Wait, I have it. The Colonel's secret recipe.
There, will that do? He's probably just guessing though, obviously.
The formula I saw is a clear liquid that catches fire spontaneously when it evaporates.
"Greek Fire is made as follows: take sulfur, tartar, sarcocolla, pitch, melted saltpeter, petroleum oil, and oil of gum, boil all these together, impregnate tow [i.e., the coarse or broken part of flax orhemp, prepared for spinning] with the mixture, and the material is ready to be set on fire. This fire cannot be extinguished by urine, or by vinegar, or by sand
Anyone wanna explain to me why they tried urine and vinegar before they tried WATER!
They tried water first but it made the fire spread even more.
Actually, what I found in -at least two- greek sites was that vinegar and urine did extingush the fire. I also read that the exact nature of greek fire is not known even today only some substances mentioned by the other members. That is because the officers (in Byzantium) responsible for the production would talk about it to the emperor only and no one else.
In Greek it is called liquid fire -igron pyr. The English called it Greek fire when Richard I found the secret formula in about 1194.

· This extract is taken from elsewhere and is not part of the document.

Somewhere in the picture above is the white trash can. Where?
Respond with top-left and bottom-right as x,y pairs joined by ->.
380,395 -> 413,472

Part of the legend one learns at Johns Hopkins concerns one of JHU's great early physicists, R W Wood. It is said that occasionally after rains, he would go into the slums of Baltimore with some small chunks of Sodium (under oil, of course) and toss them into puddles. (I do not recall if that alone is enough to cause the water to appear to burn as hydrogen is released or a lit match was tossed in soon afterwards.) Legend has it that he dressed appropriately in black etc.